Alors que le dessin a été réalisé en 1419 et que la date d’achèvement de la cathédrale retenue est 1439, pourquoi la flèche réalisée n’est-elle pas celle de ce premier projet ?  On peut supposer qu’elle était trop proche de celle de Cologne, le précédent chantier de Johannes Hültz, ou qu’elle n’était pas assez innovante… Des visites thématiques prévues les jeudi 16 mars à 12 h (sur la différence entre le projet dessiné et la flèche exécutée) et jeudi 6 avril à 12 h (sur la conception de la flèche du XIIIe au XVe siècle) apporteront sans doute des réponses. 

La plus haute cathédrale de la chrétienté médiévale

De fait, en construisant une nouvelle flèche, Johannes Hültz fut bien plus inventif avec la structure actuelle en pyramide, chaque élément formant le baldaquin de l’élément supérieur, avec huit petits escaliers en vis convergeant vers le lanternon sommital. Ces escaliers constituent la grande originalité apportée par l’architecte, s’accordent à reconnaître les spécialistes. Et ainsi, Johannes Hültz réussit sa mission de faire de la cathédrale de Strasbourg l’édifice le plus haut de la chrétienté médiévale avec ses 142 mètres, ce qui resta valable jusqu’au XIXe siècle.

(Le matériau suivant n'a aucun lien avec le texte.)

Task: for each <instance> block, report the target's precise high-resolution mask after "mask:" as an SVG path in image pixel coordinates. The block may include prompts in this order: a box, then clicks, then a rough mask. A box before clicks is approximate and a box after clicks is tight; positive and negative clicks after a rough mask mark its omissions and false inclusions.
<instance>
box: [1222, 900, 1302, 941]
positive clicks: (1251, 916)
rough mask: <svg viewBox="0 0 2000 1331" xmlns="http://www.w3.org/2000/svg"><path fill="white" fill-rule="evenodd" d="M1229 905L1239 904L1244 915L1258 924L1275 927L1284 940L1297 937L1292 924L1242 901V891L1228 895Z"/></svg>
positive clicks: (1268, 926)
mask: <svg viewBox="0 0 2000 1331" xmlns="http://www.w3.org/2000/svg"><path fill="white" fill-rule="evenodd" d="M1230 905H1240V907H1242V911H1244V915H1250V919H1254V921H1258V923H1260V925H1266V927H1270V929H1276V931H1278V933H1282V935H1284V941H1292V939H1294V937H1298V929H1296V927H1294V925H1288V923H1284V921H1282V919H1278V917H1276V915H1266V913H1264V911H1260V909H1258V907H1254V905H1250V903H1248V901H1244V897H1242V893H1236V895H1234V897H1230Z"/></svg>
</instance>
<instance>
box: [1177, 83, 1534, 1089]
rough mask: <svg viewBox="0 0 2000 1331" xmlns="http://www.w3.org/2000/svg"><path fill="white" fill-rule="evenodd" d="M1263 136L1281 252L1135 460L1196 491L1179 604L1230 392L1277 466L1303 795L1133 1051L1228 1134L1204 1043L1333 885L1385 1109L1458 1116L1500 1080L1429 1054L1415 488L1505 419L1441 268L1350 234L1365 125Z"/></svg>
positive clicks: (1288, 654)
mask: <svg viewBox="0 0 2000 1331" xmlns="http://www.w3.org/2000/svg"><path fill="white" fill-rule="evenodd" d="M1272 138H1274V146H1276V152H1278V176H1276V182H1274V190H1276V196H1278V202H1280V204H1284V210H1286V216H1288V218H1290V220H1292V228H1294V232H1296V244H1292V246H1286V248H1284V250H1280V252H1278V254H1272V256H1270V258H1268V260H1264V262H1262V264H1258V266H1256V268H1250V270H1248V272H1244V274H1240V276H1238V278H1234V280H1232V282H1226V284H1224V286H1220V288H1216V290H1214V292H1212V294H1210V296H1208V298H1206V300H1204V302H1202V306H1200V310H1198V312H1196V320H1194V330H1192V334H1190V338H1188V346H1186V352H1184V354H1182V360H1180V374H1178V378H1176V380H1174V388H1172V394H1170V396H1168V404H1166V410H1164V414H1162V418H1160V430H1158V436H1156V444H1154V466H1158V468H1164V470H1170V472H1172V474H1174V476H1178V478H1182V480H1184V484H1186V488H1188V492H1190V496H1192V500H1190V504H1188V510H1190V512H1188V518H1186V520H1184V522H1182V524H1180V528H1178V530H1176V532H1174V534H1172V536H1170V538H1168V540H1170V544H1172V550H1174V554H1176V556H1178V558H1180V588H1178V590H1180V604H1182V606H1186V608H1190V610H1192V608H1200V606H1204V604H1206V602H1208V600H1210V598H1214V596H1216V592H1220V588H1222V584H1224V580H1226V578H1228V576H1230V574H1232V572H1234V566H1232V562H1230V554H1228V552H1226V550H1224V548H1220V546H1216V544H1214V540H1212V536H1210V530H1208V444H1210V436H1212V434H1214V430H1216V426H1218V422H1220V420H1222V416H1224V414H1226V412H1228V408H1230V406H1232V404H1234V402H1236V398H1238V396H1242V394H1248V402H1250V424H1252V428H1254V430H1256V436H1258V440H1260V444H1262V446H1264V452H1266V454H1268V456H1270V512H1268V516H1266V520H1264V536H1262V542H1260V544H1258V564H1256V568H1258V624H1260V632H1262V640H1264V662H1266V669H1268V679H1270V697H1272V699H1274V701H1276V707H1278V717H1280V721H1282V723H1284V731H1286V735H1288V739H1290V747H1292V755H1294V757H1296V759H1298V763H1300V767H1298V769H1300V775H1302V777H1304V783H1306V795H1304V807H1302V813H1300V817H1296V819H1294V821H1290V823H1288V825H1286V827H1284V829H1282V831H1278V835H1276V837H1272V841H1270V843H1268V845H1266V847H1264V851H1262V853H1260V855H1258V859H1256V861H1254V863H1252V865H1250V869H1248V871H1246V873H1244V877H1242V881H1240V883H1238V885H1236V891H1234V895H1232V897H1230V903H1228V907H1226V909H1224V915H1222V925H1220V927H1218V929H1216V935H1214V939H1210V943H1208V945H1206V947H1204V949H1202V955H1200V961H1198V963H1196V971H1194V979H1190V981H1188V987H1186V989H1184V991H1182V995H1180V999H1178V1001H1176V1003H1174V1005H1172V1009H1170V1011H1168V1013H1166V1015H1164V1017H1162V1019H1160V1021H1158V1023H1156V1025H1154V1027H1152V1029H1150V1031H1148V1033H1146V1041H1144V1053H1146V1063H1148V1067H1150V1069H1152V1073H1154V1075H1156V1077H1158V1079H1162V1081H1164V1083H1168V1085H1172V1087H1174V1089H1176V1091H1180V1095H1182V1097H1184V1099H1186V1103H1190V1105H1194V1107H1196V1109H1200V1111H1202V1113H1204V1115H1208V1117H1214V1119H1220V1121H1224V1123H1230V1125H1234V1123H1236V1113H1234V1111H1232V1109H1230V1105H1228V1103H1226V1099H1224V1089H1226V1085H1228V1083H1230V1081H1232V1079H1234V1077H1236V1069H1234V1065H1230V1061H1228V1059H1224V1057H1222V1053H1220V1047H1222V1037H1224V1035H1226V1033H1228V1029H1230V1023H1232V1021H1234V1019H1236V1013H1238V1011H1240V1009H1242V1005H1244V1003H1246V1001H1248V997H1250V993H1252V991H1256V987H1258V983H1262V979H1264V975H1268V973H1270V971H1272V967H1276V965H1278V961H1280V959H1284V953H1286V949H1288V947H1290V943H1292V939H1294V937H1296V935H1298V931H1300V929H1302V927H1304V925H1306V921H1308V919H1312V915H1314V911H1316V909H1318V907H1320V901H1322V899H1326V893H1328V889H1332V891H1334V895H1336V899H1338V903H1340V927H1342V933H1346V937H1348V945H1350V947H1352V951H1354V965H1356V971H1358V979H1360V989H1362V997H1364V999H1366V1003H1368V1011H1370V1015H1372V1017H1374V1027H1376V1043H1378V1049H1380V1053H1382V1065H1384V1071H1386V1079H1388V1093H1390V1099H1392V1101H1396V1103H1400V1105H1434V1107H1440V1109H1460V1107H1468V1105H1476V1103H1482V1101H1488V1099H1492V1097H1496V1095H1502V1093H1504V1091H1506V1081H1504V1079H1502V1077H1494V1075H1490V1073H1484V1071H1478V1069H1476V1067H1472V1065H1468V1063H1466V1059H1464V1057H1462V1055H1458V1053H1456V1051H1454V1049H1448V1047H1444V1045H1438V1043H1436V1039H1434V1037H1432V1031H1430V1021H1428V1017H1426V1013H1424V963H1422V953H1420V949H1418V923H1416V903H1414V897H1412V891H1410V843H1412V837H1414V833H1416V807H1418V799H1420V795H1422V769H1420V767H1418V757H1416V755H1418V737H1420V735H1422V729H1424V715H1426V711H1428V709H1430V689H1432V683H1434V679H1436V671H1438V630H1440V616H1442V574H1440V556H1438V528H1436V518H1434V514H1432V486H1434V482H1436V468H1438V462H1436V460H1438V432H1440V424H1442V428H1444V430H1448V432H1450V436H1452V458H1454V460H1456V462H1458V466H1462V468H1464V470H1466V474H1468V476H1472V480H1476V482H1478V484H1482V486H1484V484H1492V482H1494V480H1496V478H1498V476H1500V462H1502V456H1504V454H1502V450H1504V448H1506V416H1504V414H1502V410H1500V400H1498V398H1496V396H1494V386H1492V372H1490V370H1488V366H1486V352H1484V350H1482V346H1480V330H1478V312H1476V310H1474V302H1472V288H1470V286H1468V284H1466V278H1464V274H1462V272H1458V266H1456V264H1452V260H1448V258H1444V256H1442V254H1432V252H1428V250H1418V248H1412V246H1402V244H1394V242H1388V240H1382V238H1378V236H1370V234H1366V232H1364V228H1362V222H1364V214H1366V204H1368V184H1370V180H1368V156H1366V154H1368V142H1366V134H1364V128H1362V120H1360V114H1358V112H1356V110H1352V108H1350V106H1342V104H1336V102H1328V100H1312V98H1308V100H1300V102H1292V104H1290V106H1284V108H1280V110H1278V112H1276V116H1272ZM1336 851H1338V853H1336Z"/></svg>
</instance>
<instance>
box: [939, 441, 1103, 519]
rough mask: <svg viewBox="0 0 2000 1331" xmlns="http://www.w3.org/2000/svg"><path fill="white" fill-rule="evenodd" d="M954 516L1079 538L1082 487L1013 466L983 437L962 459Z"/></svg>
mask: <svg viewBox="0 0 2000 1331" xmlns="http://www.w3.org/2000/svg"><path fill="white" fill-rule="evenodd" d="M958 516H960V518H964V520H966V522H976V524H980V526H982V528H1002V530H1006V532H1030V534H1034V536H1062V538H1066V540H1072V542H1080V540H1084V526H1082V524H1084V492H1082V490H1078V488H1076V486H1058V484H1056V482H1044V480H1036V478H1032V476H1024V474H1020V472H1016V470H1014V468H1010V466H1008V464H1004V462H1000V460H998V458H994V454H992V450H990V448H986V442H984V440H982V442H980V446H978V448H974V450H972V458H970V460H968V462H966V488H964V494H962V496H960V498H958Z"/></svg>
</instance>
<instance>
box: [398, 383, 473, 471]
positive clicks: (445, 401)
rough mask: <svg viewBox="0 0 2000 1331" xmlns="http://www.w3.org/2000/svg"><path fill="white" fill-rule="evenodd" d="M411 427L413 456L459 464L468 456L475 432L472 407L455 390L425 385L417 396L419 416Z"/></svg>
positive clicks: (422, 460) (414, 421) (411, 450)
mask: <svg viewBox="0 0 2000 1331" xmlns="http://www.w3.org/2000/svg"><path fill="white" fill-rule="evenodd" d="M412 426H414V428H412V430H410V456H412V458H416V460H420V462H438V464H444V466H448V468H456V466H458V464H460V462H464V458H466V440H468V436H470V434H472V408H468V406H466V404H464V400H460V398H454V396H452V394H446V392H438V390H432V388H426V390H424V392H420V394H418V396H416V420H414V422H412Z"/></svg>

[LIRE AUSSI : Musée Lalique : le célèbre musée Alsacien rouvre enfin ses portes avec de jolies nouveautés ]

Une deuxième flèche ?

Le visiteur sera forcément surpris en allant découvrir ce dessin dans la salle de conservation du musée car il y verra…deux dessins de flèches. Ni l’une ni l’autre n’ayant jamais été réalisées ! Le deuxième dessin est signé de Hans Hammer, en 1490, le successeur de Johannes Hültz. Celui-ci représente une autre version de flèche, alors se pose la question : puisque la cathédrale était terminée, sa flèche aussi, pourquoi avoir dessiné encore une flèche ? On peut supposer qu’il s’agissait de la deuxième flèche de la cathédrale, côté sud. En réalité, les travaux de cette deuxième flèche ont bien démarré sur quelques mètres de hauteur, mais le chantier a été stoppé. Pourquoi ? Encore une question sans réponse. Peut-être parce que la course à l’édifice le plus virtuose s’est calmée, peut-être les finances ont-elles manqué…

Lucie Michel

« Le dessin de la flèche de la cathédrale : présentation d’un trésor national », au musée de l’Œuvre Notre-Dame à Strasbourg, les samedis et dimanches de 14 h à 18 h jusqu’au 23 avril. Visites guidées les dimanches 19 mars, 2 et 16 avril à 11 h. Atelier famille mardi 18 avril à 14 h 30 (Une deuxième flèche ?). Tarif : 7,50 €.